Ces résultats surviennent alors que l’arrivée du terminal portuaire de Contrecœur, prévue en 2029, soulève des inquiétudes à Boucherville. Selon la Ville, ce projet entraînerait une hausse de la fréquence des trains et du transport de matières dangereuses sur la voie ferrée actuelle.

Les résultats

Plusieurs données du rapport viennent appuyer cette préoccupation. En bout de ligne, 72 % estiment que leurs déplacements seraient perturbés si un train s’immobilisait sur la voie ferrée, et 67 % croient que les services d’urgence pourraient être perturbés si un long convoi bloquait l’accès à leur secteur. Au total, 91 % des répondants considèrent que l’augmentation du trafic près du boulevard du Fort-Saint-Louis pourrait accroître les risques d’accident. En cas d’accident ferroviaire à Boucherville, 74 % des répondants affirment qu’ils se sentiraient en danger dans leur résidence.

Malgré l’importance accordée au dossier par les citoyens, l’absence de représentants de la CAQ et du Parti québécois a été remarquée lors de la conférence. Le maire Jean Martel a soutenu que les partis et les élus concernés avaient été invités à assister à la présentation des résultats. « On les a tous invités », a-t-il affirmé en entrevue.

M. Martel estime que les résultats de la consultation envoient un message clair aux formations politiques. « Qu’ils le veuillent ou non, c’est un enjeu », a-t-il déclaré. Selon lui, les chiffres présentés démontrent également que le dossier dépasse le cadre municipal et qu’il doit être pris en considération par les futurs candidats aux élections provinciales de l’automne prochain.

Leur réponse

La députée de Montarville, Nathalie Roy, a signalé à la Ville que son absence était due à un conflit d’horaire.
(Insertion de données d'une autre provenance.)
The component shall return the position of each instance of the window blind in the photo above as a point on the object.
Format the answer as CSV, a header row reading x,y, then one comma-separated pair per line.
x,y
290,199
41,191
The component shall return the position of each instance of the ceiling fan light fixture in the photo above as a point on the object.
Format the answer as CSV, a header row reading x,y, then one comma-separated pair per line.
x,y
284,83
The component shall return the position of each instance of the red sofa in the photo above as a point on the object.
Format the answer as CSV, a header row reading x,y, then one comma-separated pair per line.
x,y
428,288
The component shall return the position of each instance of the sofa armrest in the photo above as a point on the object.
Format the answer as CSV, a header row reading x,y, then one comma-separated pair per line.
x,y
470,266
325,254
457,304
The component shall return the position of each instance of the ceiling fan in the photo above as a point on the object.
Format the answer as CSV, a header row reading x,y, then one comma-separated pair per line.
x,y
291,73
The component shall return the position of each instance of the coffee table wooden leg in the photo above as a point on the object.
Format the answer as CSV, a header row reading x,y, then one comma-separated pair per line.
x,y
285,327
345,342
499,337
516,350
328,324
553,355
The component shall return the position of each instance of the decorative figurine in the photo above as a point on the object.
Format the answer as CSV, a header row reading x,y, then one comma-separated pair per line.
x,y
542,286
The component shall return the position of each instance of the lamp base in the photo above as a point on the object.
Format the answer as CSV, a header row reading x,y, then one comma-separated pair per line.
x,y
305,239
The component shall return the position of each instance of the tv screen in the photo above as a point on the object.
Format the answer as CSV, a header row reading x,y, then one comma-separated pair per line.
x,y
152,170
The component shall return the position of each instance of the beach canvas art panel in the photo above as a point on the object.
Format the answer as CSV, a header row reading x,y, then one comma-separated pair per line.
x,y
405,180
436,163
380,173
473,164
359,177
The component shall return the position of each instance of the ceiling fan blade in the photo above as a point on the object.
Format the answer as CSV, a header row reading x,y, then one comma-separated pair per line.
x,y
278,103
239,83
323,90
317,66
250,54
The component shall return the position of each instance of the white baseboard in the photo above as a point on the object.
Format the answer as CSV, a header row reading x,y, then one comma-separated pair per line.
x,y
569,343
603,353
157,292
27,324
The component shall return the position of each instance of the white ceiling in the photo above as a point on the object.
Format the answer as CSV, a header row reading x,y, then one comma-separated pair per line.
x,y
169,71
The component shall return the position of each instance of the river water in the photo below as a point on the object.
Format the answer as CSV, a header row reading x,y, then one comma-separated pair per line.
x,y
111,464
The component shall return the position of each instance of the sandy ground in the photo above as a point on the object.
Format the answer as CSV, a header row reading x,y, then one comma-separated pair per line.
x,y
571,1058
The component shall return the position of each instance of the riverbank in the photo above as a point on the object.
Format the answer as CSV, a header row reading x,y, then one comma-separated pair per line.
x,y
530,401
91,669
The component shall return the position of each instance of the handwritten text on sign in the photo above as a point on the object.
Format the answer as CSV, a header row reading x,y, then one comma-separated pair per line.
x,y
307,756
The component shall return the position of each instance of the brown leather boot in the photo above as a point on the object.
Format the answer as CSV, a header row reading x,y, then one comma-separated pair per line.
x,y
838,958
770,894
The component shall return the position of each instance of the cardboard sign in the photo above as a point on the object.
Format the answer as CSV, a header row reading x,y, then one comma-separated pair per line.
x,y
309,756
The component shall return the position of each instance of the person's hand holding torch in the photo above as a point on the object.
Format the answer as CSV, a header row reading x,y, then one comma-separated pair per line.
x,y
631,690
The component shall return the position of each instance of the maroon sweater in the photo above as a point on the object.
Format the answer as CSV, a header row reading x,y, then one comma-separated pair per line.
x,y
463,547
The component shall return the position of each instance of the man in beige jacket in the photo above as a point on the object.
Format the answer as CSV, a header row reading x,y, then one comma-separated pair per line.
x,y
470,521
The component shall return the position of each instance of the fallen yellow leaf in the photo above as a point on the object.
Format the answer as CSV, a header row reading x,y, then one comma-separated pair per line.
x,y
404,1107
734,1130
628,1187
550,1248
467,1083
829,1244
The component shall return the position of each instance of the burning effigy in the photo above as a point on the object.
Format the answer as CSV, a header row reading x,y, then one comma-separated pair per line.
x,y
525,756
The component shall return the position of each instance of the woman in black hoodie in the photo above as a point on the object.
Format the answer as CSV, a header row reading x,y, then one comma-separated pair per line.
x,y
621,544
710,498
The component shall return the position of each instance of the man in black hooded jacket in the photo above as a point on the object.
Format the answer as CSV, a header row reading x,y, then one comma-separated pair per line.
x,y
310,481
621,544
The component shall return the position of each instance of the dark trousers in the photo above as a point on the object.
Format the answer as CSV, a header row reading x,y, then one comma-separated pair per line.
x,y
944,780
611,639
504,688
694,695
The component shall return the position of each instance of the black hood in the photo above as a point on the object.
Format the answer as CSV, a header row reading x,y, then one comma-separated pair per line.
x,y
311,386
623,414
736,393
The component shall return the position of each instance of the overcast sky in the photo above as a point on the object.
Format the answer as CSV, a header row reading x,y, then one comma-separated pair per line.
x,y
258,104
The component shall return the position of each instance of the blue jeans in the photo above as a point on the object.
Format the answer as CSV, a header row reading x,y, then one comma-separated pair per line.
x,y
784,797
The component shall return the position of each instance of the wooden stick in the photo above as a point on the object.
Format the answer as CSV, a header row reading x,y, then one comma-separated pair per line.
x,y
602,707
Dans une réponse transmise au journal, son bureau indique qu’il était « impossible d’y être » pour cette raison et que les responsables avaient été invités à lui transmettre les rapports afin qu’elle puisse en prendre connaissance. Concernant les résultats de la consultation, son bureau affirme que Mme Roy « ne peut qu’être en accord avec les citoyennes et citoyens de Boucherville » et qu’elle portera leur voix « auprès des instances concernées ».

Benjamin Lessard, président du conseil exécutif du Parti québécois de Montarville, n’avait aucun commentaire relativement à son absence. Il déclare au téléphone ne pas avoir eu conscience d’une invitation formelle. Le maire Martel confirme qu’une invitation formelle a été lancée au président du conseil exécutif du Parti québécois de Montarville.

Le Parti québécois régional soutient toutefois que cette absence ne traduisait pas un manque d’intérêt pour le dossier. Dans une réponse transmise au journal, Daniel Michelin, président régional du Parti québécois dans le Grand-Longueuil, affirme que le parti « n’avait aucune intention de bouder cette conférence de presse ni l’important enjeu de la voie ferroviaire à Boucherville ».